I was born 25 years ago in Zargabad, Takistan. I was betrothed to my cousin, Omeed, at the age of five. We did not marry until I was 14. He was twelve years my elder, but treated me fairly and provided what small amount we did have. He was passionate as well, toward Allah and his Prophet, but also toward politics. Omeed had fought a hard war many years before we were married and was protected by the divine, for if not he would have surely perished long before I was born. Even after he had lost the war, he went underground to fight his battles, meeting in secret with his brothers in arms. It was a dangerous thing to do, but at the time I took no notice. I had other obligations. Running a small clothing shop out of my house, and on weekends - at the market, was my job. It was a trade I had been taught by my own mother, and often consisted of mending local women's burqas and hijabs. The customers I did have were fiercely loyal and came only to me. It was modest, and kept me busy.

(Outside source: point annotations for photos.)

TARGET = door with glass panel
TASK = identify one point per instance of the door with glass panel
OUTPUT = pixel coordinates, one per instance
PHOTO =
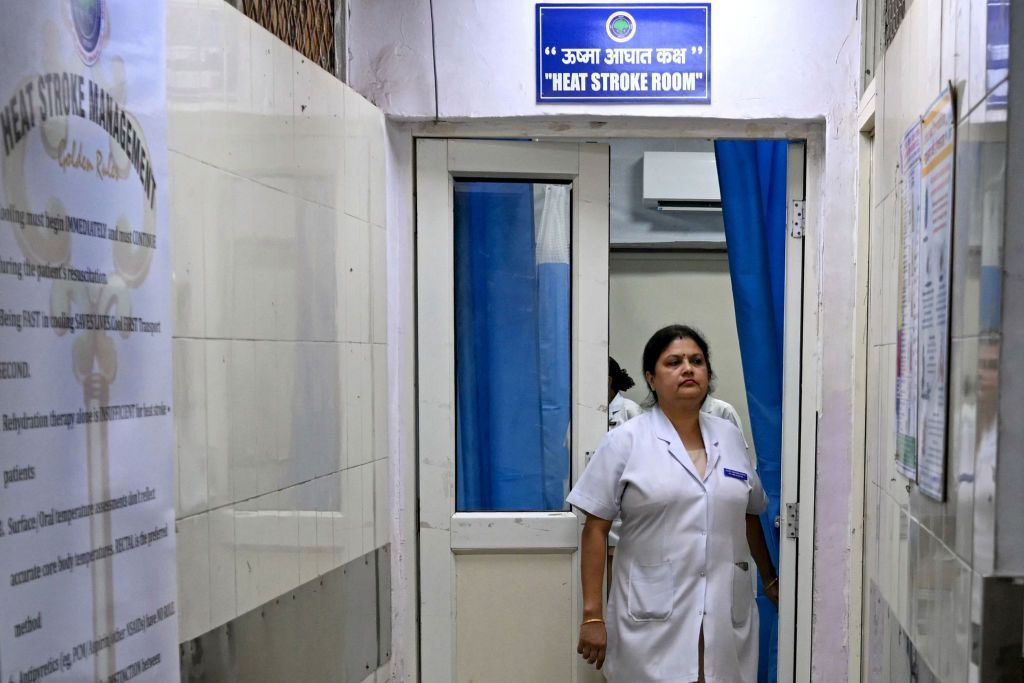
(512, 266)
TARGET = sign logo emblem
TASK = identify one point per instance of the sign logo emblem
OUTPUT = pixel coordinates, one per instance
(621, 27)
(88, 18)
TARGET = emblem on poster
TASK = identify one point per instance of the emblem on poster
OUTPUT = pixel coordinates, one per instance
(89, 23)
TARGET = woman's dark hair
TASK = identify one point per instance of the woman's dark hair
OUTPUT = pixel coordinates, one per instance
(662, 339)
(621, 380)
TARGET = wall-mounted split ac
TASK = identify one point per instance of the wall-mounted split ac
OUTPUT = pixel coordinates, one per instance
(681, 181)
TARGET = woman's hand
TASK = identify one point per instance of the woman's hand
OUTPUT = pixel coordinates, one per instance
(771, 592)
(593, 643)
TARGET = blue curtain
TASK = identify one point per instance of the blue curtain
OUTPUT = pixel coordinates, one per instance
(752, 176)
(512, 350)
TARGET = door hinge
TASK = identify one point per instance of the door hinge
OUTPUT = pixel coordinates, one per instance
(797, 209)
(793, 520)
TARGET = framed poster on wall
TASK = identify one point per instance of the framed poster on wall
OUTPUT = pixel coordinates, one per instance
(87, 561)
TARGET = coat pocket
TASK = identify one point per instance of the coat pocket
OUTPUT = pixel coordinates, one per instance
(651, 592)
(742, 593)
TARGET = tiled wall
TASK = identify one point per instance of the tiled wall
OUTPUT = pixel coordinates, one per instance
(280, 332)
(926, 563)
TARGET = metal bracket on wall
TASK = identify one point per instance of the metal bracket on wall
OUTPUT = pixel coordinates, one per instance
(793, 520)
(797, 218)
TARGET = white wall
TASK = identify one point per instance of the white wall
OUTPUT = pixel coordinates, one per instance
(278, 221)
(647, 291)
(926, 562)
(797, 61)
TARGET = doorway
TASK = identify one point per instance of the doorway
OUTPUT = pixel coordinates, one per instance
(525, 557)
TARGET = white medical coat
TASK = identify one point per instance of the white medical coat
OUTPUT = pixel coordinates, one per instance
(682, 557)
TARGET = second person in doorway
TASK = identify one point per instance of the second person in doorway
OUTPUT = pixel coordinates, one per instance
(621, 409)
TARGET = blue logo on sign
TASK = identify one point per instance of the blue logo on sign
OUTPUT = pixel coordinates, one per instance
(89, 20)
(735, 474)
(621, 27)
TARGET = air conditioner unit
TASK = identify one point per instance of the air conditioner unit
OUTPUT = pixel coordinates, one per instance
(681, 181)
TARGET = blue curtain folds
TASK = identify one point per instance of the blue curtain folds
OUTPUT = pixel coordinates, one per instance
(512, 353)
(752, 177)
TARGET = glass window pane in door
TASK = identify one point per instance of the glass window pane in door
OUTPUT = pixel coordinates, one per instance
(512, 345)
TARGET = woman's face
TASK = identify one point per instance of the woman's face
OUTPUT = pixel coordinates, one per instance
(681, 373)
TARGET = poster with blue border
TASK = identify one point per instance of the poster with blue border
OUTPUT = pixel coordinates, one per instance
(651, 53)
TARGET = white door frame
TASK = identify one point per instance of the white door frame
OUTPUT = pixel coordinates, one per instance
(442, 530)
(578, 128)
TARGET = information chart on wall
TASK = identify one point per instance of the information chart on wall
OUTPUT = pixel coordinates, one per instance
(934, 268)
(906, 323)
(87, 563)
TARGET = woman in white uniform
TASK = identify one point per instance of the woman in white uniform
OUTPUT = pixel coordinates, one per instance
(621, 409)
(681, 605)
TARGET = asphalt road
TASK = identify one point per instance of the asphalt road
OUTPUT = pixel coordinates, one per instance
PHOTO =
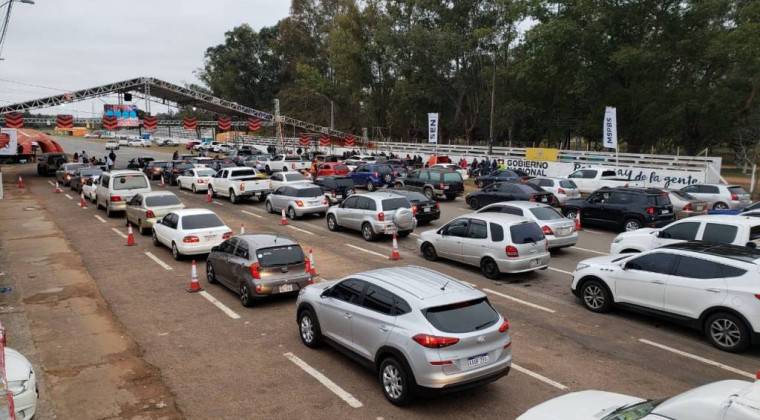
(225, 361)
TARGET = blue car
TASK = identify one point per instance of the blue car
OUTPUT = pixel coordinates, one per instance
(372, 176)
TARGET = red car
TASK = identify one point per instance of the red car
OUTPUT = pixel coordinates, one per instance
(332, 168)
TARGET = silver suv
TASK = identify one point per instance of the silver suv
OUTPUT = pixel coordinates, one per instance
(419, 329)
(373, 214)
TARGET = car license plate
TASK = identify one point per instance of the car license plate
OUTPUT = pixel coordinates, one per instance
(478, 360)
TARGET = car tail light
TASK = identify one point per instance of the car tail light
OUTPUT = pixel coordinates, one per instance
(511, 251)
(434, 342)
(255, 271)
(504, 327)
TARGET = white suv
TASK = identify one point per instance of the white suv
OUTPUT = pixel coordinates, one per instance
(714, 288)
(736, 230)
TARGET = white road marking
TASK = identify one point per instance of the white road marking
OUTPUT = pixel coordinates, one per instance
(526, 303)
(230, 313)
(118, 232)
(699, 359)
(367, 251)
(158, 261)
(324, 380)
(301, 230)
(589, 250)
(540, 377)
(252, 214)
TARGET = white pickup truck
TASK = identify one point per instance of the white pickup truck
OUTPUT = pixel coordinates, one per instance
(589, 180)
(239, 183)
(285, 163)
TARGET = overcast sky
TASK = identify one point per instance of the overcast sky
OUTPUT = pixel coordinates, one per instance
(75, 44)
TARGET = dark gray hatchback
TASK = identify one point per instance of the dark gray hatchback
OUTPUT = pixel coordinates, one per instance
(256, 266)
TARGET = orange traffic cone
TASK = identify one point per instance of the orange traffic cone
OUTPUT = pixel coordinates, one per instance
(130, 235)
(283, 219)
(394, 251)
(195, 285)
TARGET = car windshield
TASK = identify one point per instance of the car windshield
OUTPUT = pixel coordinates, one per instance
(162, 200)
(546, 213)
(280, 255)
(129, 182)
(633, 411)
(390, 204)
(462, 317)
(201, 221)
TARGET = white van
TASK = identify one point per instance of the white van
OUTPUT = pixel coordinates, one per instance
(116, 188)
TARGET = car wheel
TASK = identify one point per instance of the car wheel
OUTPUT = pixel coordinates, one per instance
(428, 252)
(727, 332)
(631, 225)
(395, 382)
(489, 268)
(210, 275)
(245, 295)
(367, 233)
(332, 224)
(596, 297)
(308, 325)
(175, 252)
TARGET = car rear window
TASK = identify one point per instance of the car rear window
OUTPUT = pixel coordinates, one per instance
(201, 221)
(462, 317)
(390, 204)
(546, 213)
(129, 182)
(525, 233)
(162, 200)
(280, 255)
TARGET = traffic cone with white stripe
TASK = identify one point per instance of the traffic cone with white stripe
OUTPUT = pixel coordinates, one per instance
(195, 285)
(394, 251)
(130, 235)
(283, 219)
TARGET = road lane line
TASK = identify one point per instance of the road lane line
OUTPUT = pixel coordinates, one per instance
(324, 380)
(526, 303)
(367, 251)
(540, 377)
(118, 232)
(230, 313)
(699, 358)
(301, 230)
(158, 261)
(570, 273)
(252, 214)
(589, 250)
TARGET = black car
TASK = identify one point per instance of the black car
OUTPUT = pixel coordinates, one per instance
(623, 208)
(433, 183)
(510, 191)
(499, 175)
(337, 188)
(424, 209)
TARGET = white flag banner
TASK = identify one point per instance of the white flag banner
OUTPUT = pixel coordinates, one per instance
(609, 130)
(433, 128)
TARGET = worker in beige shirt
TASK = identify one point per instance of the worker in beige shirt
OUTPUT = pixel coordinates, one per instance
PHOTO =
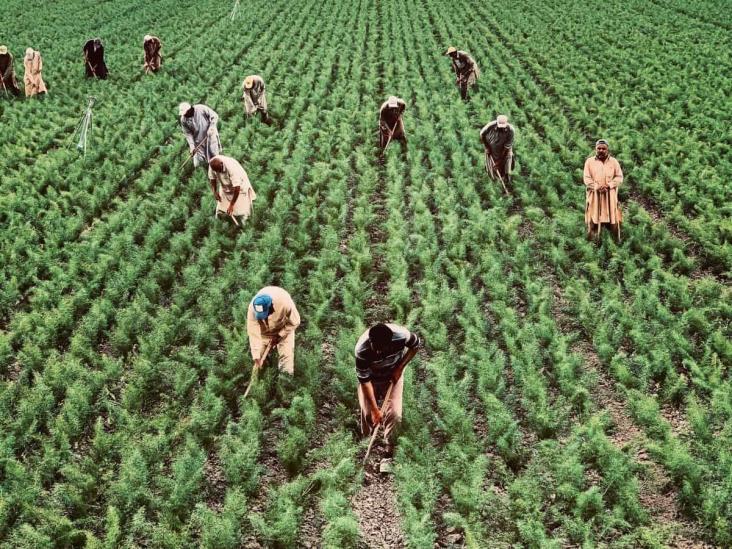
(273, 318)
(602, 177)
(231, 188)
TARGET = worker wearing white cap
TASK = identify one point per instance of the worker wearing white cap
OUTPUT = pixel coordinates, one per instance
(497, 138)
(391, 124)
(198, 123)
(255, 97)
(466, 70)
(152, 48)
(602, 177)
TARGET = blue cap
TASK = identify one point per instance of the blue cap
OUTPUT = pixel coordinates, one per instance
(261, 305)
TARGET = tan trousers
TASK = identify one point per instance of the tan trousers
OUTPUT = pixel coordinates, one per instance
(286, 354)
(392, 415)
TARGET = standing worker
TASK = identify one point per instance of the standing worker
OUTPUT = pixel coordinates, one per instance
(152, 48)
(231, 188)
(94, 59)
(391, 125)
(466, 70)
(255, 98)
(33, 63)
(497, 139)
(8, 83)
(272, 319)
(602, 176)
(382, 352)
(198, 123)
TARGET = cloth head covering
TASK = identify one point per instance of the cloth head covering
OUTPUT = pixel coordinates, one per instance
(261, 305)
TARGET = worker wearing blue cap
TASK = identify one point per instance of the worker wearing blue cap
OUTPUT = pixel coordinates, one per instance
(273, 318)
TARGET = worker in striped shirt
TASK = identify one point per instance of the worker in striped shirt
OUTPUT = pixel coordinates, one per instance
(382, 352)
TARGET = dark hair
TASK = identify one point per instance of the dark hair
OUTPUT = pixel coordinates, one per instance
(380, 335)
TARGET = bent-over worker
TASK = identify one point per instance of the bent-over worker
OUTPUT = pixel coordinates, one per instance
(94, 59)
(152, 48)
(382, 352)
(8, 83)
(602, 177)
(391, 124)
(466, 70)
(231, 188)
(272, 317)
(255, 97)
(497, 138)
(198, 123)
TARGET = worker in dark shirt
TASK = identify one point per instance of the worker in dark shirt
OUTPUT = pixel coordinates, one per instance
(382, 352)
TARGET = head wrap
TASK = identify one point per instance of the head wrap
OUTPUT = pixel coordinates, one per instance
(261, 305)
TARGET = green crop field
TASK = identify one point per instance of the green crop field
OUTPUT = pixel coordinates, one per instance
(568, 393)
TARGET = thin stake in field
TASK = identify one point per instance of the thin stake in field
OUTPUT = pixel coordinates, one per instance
(83, 131)
(235, 9)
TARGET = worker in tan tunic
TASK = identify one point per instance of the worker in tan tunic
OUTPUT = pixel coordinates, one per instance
(231, 188)
(391, 123)
(8, 83)
(153, 58)
(381, 353)
(255, 97)
(466, 70)
(273, 318)
(602, 177)
(33, 63)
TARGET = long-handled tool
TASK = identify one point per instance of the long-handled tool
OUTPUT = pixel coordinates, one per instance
(493, 169)
(387, 401)
(255, 372)
(194, 152)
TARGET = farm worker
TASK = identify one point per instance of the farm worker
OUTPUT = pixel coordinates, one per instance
(391, 125)
(153, 58)
(497, 139)
(8, 83)
(602, 177)
(382, 352)
(33, 63)
(198, 123)
(273, 318)
(254, 97)
(231, 188)
(94, 59)
(466, 70)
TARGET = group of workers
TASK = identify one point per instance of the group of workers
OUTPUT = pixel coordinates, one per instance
(382, 351)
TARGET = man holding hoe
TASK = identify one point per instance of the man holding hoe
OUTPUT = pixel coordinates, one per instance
(272, 319)
(381, 353)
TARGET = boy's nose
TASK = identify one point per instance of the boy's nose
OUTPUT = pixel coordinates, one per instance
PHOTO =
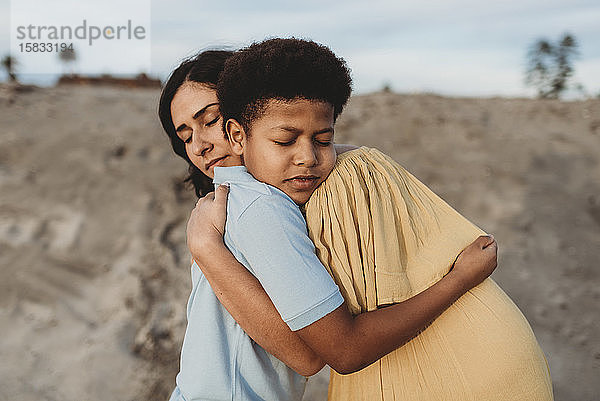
(306, 156)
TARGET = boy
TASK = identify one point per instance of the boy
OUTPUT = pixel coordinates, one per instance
(279, 100)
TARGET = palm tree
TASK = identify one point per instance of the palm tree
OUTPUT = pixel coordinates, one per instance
(67, 57)
(9, 63)
(550, 66)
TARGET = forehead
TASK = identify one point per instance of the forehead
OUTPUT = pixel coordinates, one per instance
(300, 111)
(189, 98)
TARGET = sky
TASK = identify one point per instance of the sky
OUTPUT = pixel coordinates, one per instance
(452, 47)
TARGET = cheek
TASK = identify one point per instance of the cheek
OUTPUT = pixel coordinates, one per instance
(195, 159)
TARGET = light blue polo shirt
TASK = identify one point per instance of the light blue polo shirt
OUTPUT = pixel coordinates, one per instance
(266, 232)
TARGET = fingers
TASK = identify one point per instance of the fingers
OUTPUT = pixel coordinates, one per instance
(485, 241)
(220, 194)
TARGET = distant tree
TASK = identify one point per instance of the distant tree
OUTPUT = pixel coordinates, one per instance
(550, 65)
(67, 57)
(9, 63)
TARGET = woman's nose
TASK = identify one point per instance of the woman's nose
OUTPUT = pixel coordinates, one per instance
(199, 145)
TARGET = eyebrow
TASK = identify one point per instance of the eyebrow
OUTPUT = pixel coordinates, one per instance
(298, 131)
(195, 116)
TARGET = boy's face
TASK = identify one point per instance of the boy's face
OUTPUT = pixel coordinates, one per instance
(289, 147)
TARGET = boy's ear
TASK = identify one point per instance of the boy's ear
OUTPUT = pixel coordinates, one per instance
(236, 136)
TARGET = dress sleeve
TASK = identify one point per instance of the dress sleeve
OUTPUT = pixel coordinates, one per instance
(272, 236)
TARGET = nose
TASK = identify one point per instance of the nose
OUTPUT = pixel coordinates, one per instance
(199, 145)
(306, 155)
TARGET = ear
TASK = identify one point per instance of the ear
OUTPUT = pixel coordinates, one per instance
(236, 135)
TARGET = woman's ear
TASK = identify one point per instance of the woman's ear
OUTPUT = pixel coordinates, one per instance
(236, 136)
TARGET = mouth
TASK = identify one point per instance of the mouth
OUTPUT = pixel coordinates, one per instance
(214, 162)
(303, 182)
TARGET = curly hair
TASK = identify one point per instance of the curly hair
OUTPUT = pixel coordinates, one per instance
(203, 68)
(282, 69)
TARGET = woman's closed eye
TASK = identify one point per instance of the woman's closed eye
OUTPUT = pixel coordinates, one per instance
(213, 121)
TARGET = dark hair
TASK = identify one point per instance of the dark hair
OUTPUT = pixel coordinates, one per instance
(203, 68)
(283, 69)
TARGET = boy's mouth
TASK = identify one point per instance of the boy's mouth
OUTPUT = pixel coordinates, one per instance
(303, 182)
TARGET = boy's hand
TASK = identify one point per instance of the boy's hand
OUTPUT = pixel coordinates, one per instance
(206, 225)
(476, 262)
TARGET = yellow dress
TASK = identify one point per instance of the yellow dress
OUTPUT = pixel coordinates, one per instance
(384, 237)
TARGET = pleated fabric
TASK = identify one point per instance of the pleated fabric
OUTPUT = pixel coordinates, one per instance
(384, 237)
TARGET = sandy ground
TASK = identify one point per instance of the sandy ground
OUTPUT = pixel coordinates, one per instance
(94, 271)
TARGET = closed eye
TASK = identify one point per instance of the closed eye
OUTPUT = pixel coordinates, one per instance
(213, 122)
(288, 143)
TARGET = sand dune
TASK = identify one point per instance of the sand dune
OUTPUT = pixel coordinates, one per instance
(94, 270)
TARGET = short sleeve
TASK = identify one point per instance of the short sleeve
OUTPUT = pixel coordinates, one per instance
(271, 234)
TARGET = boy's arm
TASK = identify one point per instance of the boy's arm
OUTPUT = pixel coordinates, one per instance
(242, 294)
(349, 343)
(343, 147)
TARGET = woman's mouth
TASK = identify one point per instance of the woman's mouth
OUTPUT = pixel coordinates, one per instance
(215, 162)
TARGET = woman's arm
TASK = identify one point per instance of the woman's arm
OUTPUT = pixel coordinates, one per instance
(241, 293)
(366, 337)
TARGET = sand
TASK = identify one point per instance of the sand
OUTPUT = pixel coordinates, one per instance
(95, 273)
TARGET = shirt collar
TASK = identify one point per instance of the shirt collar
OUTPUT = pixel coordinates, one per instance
(239, 175)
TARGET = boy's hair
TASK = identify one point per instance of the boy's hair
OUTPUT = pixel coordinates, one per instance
(282, 69)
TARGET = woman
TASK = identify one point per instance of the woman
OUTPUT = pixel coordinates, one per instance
(410, 372)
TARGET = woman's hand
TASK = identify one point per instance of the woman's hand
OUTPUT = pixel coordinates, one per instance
(206, 225)
(476, 262)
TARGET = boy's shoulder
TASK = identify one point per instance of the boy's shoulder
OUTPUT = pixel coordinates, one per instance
(252, 199)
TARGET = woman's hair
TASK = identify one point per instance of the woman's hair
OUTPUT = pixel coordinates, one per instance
(283, 69)
(203, 68)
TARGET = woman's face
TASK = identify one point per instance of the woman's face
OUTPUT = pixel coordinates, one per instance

My world completely changed at the age of 17 when my first son, Hamid, was born. His brother, Hashem followed a little over a year later. My life revolved around my children. It does still. Everything I have done, I have done for them. If I am not able to enter into the gardens of Paradise for my actions in this life, perhaps they have been given the opportunity in my stead. As much as Hamid and Hashem meant to me, it still yet paled in comparison to the love I felt toward my youngest. Pashtana was born in 2011, and from her birth, she was mine. Omeed was a good father to all of our children, but he was to groom the boys for their future as men. Pashtana was mine to dress and to pamper. To show off to all of the women in Zargabad. I attended to her at all hours of the day, and she never left my sight. Perhaps I believed she would become a woman that I never could. 

A year later my husband sacrificed everything that was dear to him for his cause. He participated in the raid of a nearby oil field with his former Royalist soldiers, crippling the Socialist Takistani government in power. The Socialist Supreme Bureau was furious, and the lives of the remaining Royalists and their families were in more danger then ever. I heard whispers on the streets of the horrors committed against those who had been discovered. I no longer slept at night. I held my children close for fear of being taken in the night. Omeed attempted to dry my tears with no avail. His actions had threatened the lives of our children. The was no redemption for him, but perhaps there was for my children and I.

I slit his throat in the night. By sunrise I had delivered his head to a government building. He did not deserve this death he was given, but my children and I did not deserve to die for his actions. It saddens me, but I will not regret it. Astaghfirullah. I was rewarded for my deed, and it was not long before I married again. My new husband, Abdul-Karim, held a fairly prominent position in the SSB. He was more violent then Omeed had ever been, but we found ourselves nicely situated in Takmyr and the bruises were easily covered by my niqab. I tried to give him children to no avail, but he embraced my own boys.

Takistan was barely being held together. The country was in chaos even before the Plague. My sons were taken from me by Royalists while returning from school and held captive. Their nâpedari and I used everything at our disposal to have them returned, but both were executed within the month. I died that day. There still remains a hole in my heart that is ever-present and can never be healed. As much as I tried, I could not protect the children that I bore. The only thing that keeps me alive today is my daughter.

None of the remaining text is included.